И был прав. Если говорить о рациональности, эффективности и последовательности, то Заноза у Франсуа мог еще и поучиться. Отличное приобретение! Лучшего вложения крови и придумать нельзя.
Гордиться сравнением со Слугой было противоестественно, но Заноза все равно почувствовал себя польщенным. К тому же, сравнивать вампира со Слугой тоже не очень нормально, а Хасан сравнил, и при всем своем ретроградстве, не увидел в этом ничего плохого. Понятно, что кому бы рассуждать о норме, но не им двоим, однако между тем, чтобы нарушать традиции внутри стаи, и нарушать традиции в отношении… отношения к Слугам, все-таки, есть разница.
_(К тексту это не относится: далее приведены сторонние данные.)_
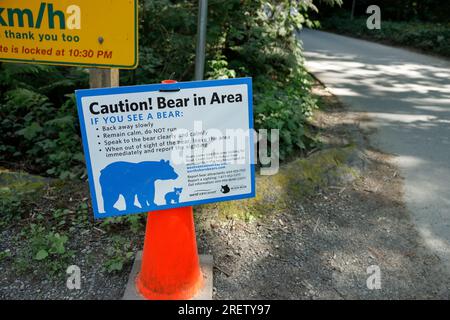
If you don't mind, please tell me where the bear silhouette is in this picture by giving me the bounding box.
[164,188,183,204]
[100,160,178,212]
[220,184,230,193]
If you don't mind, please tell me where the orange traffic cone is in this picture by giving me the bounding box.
[136,207,203,300]
[136,80,203,300]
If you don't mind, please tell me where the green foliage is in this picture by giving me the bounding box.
[0,0,341,178]
[0,172,45,226]
[322,17,450,57]
[318,0,450,23]
[15,223,74,275]
[0,63,87,178]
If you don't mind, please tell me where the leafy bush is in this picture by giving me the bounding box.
[0,63,87,178]
[322,17,450,57]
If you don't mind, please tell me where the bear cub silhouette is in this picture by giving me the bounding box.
[164,188,183,204]
[100,160,178,212]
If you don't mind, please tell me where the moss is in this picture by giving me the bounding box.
[200,146,357,221]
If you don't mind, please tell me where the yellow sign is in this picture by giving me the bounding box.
[0,0,138,69]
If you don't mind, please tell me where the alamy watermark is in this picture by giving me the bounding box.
[366,265,381,290]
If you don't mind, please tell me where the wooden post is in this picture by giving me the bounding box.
[89,68,119,89]
[350,0,356,20]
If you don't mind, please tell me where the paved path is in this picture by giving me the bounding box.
[300,30,450,268]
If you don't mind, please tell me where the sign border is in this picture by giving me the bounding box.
[0,0,139,70]
[75,77,256,219]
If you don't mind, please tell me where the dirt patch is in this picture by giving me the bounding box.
[198,84,450,299]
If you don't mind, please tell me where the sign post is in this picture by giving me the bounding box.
[76,78,255,299]
[89,68,119,89]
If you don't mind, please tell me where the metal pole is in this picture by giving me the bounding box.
[195,0,208,80]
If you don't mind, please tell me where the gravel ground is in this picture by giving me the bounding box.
[0,80,450,299]
[199,85,450,299]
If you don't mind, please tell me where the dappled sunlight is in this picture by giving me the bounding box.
[300,30,450,266]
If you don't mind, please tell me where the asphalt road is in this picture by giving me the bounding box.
[300,30,450,269]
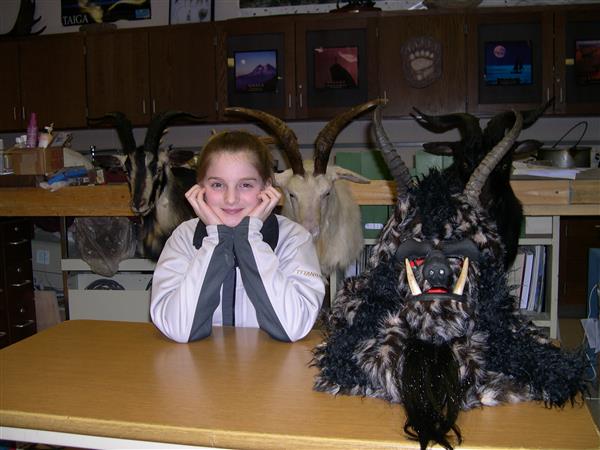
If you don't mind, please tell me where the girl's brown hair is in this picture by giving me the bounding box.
[196,130,273,183]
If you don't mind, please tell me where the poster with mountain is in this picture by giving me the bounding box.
[234,50,277,92]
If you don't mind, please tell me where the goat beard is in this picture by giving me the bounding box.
[399,338,464,450]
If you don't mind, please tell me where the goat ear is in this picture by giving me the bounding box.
[327,166,371,184]
[273,169,294,187]
[423,142,454,156]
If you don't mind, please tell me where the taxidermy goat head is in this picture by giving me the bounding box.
[313,104,586,449]
[90,111,202,260]
[412,99,554,269]
[226,100,383,275]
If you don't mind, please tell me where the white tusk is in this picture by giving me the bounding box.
[404,258,421,296]
[452,257,469,295]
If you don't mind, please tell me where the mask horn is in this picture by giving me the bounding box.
[373,106,410,196]
[463,111,523,204]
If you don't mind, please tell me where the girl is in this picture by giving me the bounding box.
[150,131,325,342]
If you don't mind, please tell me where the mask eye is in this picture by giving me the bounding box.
[410,258,425,269]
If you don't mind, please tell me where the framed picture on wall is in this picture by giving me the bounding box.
[169,0,215,25]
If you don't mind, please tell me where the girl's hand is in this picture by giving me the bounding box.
[249,185,281,222]
[185,184,222,225]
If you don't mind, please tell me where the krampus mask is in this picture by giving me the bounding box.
[313,107,585,449]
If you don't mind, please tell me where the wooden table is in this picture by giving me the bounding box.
[0,321,600,449]
[0,179,600,217]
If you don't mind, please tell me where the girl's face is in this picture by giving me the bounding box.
[202,152,264,227]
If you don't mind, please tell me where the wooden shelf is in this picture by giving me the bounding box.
[0,180,600,217]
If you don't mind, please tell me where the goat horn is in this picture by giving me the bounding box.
[144,111,204,153]
[88,111,137,155]
[483,97,554,148]
[410,106,483,151]
[463,111,523,204]
[225,106,304,177]
[313,98,386,176]
[373,106,410,196]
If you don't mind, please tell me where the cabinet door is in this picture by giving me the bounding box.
[467,8,554,113]
[554,5,600,114]
[378,11,467,116]
[20,34,86,128]
[0,42,23,131]
[217,17,297,120]
[86,30,152,125]
[150,24,216,120]
[296,13,379,119]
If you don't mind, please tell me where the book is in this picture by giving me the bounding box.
[519,245,534,309]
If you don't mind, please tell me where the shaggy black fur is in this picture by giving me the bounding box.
[313,166,586,449]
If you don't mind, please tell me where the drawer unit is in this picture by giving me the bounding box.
[0,218,37,348]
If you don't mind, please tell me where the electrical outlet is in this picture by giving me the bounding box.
[590,149,600,167]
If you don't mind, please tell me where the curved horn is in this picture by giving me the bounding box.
[225,106,304,177]
[144,111,203,153]
[483,97,554,147]
[313,98,386,176]
[463,111,523,204]
[373,106,410,196]
[410,106,481,137]
[88,111,136,155]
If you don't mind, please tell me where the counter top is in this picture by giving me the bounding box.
[0,321,600,449]
[0,179,600,217]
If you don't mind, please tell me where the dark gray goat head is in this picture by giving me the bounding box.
[90,111,202,259]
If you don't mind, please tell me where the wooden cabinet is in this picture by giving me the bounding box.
[378,11,467,116]
[467,8,554,113]
[85,29,152,125]
[554,5,600,114]
[558,216,600,318]
[20,34,86,129]
[86,24,216,125]
[0,34,86,131]
[0,219,36,348]
[149,23,216,120]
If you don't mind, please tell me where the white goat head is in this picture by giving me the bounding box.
[226,99,382,275]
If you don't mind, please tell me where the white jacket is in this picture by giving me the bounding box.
[150,214,325,342]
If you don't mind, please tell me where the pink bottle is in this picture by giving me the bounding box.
[26,113,38,148]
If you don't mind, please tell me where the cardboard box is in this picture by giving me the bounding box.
[5,147,64,175]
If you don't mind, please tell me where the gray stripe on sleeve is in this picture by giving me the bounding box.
[234,217,291,342]
[189,225,235,341]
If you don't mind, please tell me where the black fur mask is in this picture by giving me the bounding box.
[313,110,585,449]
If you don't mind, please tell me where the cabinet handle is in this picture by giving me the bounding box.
[15,319,35,328]
[6,239,28,245]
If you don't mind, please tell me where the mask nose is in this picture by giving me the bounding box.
[423,250,451,288]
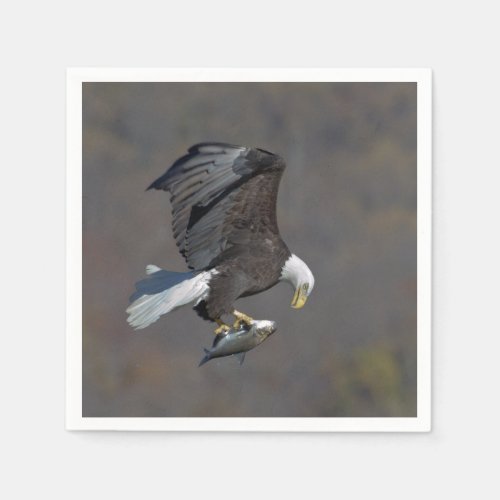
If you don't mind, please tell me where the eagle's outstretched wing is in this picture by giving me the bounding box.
[148,142,285,269]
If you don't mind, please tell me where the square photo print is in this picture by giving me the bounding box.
[67,69,431,431]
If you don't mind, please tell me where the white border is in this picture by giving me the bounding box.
[66,68,432,432]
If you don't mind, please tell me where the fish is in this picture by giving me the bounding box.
[198,320,276,366]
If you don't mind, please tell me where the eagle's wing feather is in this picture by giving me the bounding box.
[148,143,285,269]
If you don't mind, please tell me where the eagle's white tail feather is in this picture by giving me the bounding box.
[127,265,215,330]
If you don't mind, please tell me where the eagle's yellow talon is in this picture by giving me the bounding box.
[214,319,231,335]
[233,309,253,330]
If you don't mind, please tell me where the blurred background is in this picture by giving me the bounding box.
[83,83,417,417]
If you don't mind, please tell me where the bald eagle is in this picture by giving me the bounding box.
[127,142,314,334]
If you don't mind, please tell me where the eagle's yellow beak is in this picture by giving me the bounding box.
[291,286,307,309]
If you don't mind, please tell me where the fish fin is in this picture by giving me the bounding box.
[198,348,210,366]
[235,352,246,366]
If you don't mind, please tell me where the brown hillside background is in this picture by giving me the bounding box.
[83,83,417,417]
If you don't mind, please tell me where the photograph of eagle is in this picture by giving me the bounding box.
[127,142,314,334]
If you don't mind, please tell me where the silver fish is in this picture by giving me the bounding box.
[198,320,276,366]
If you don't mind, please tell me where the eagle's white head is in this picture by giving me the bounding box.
[280,254,314,309]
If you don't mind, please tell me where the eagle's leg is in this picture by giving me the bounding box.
[233,309,253,330]
[214,318,231,335]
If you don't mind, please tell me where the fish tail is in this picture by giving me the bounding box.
[198,348,210,366]
[126,265,213,330]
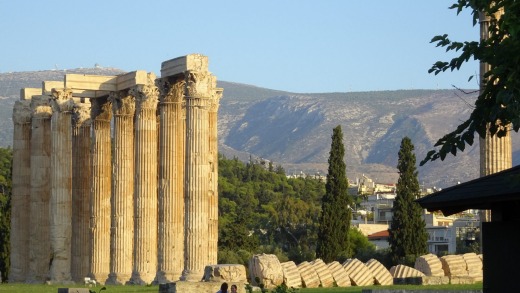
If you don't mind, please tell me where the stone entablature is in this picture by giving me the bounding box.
[11,54,222,284]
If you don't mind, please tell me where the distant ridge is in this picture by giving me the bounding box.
[0,68,520,187]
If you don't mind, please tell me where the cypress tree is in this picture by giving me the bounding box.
[316,125,352,263]
[388,137,428,265]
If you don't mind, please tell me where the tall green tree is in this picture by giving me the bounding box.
[316,125,352,262]
[421,0,520,165]
[388,137,428,264]
[0,148,13,282]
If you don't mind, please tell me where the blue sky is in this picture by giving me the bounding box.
[0,0,479,93]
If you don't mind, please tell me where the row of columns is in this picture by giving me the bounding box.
[10,54,222,284]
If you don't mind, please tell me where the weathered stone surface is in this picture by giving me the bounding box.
[343,258,374,286]
[462,253,483,282]
[414,253,444,277]
[249,254,283,289]
[159,281,246,293]
[450,276,475,285]
[297,261,320,288]
[204,264,247,283]
[390,265,424,282]
[365,259,394,286]
[440,255,468,278]
[311,258,334,288]
[157,78,187,283]
[328,261,351,287]
[9,100,31,283]
[58,288,90,293]
[281,261,302,288]
[394,276,450,285]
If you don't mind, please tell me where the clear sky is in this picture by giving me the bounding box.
[0,0,479,93]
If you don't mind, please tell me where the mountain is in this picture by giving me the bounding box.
[0,68,520,187]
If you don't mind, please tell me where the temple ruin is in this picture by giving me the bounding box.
[9,54,222,284]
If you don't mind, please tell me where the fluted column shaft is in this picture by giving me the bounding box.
[130,73,159,284]
[182,72,210,281]
[9,100,31,283]
[49,89,74,283]
[89,98,112,283]
[157,79,185,283]
[479,10,513,222]
[208,81,222,264]
[27,96,52,283]
[71,102,91,282]
[107,92,135,284]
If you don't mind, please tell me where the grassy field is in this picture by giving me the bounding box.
[0,283,482,293]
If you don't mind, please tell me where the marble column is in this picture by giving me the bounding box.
[182,71,211,282]
[130,73,159,284]
[9,100,31,283]
[156,76,184,283]
[208,76,222,264]
[89,97,112,283]
[479,10,513,222]
[49,89,74,283]
[27,96,53,283]
[71,101,92,282]
[106,91,135,285]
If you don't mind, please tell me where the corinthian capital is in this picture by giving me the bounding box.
[186,71,213,99]
[51,89,74,113]
[72,103,91,127]
[128,73,159,109]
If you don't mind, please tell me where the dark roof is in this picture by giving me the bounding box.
[416,166,520,215]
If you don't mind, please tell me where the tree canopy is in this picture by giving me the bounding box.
[421,0,520,165]
[388,137,428,265]
[316,125,352,262]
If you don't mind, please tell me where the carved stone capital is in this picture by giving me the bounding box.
[209,88,224,112]
[72,103,92,127]
[128,73,159,111]
[31,96,52,119]
[90,97,112,121]
[108,91,135,116]
[186,71,213,99]
[13,100,31,124]
[51,89,74,113]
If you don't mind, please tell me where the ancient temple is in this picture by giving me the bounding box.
[9,54,222,284]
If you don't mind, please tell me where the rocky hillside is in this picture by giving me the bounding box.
[0,68,520,187]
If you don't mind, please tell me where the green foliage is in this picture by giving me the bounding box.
[218,156,325,264]
[316,125,352,263]
[421,0,520,165]
[388,137,428,264]
[0,148,13,282]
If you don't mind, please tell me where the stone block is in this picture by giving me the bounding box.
[249,253,283,289]
[450,276,475,285]
[343,258,374,286]
[298,261,320,288]
[414,253,444,277]
[365,259,394,286]
[117,70,151,91]
[203,264,247,283]
[58,288,90,293]
[311,258,334,288]
[161,54,208,78]
[63,74,117,92]
[440,255,468,278]
[20,88,42,100]
[390,265,424,283]
[159,281,246,293]
[281,261,302,288]
[40,81,65,96]
[328,261,351,287]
— Мы как-то странно воспринимаем Франсуа, — констатировал Заноза, обдумав ситуацию.
И тут же решил, что нифига не странно. Точно так же Хасан относился к собственным Слугам. Нет, не как к равным, это уж точно было бы противоестественно, но как к тем, кто умеет и знает — каждый в своей области — больше, чем он.
— Почему? Что в них особенного? В твоих парнях и в моем Франсуа? — сформулировать вопрос можно было и более внятно, если уж претендовать на эффективность, рациональность и последовательность, но Хасан понял.
— Тот, чью жизнь ты спас, всегда становится особенным. Ты же лучше меня в этом разбираешься.
— Не-а. Особенным становится тот, кто тебя пытает и насилует. Спасти можно кучу жизней. Я спасал. Ты тоже. А тот, кто разбивает тебя на куски и склеивает, и не парится о том, чтобы все стыки совпали, и повторяет это, пока кто-то из вас не сдохнет… вот он может быть только один. Потому что сердце только одно, а он его в конце концов забирает.
Шайзе! В этом он точно разбирался. Лучше Хасана. Лучше, блин, всех. Но с чего вдруг вспомнил-то?!
Турок, похоже, задавался тем же вопросом. Пауза затянулась. Заноза лихорадочно искал, что бы такое сказать, чтобы они прямо сейчас все забыли и больше никогда не вспоминали, а Хасан разглядывал его с тем чуть насмешливым любопытством, с каким встречал каждую новую выходку.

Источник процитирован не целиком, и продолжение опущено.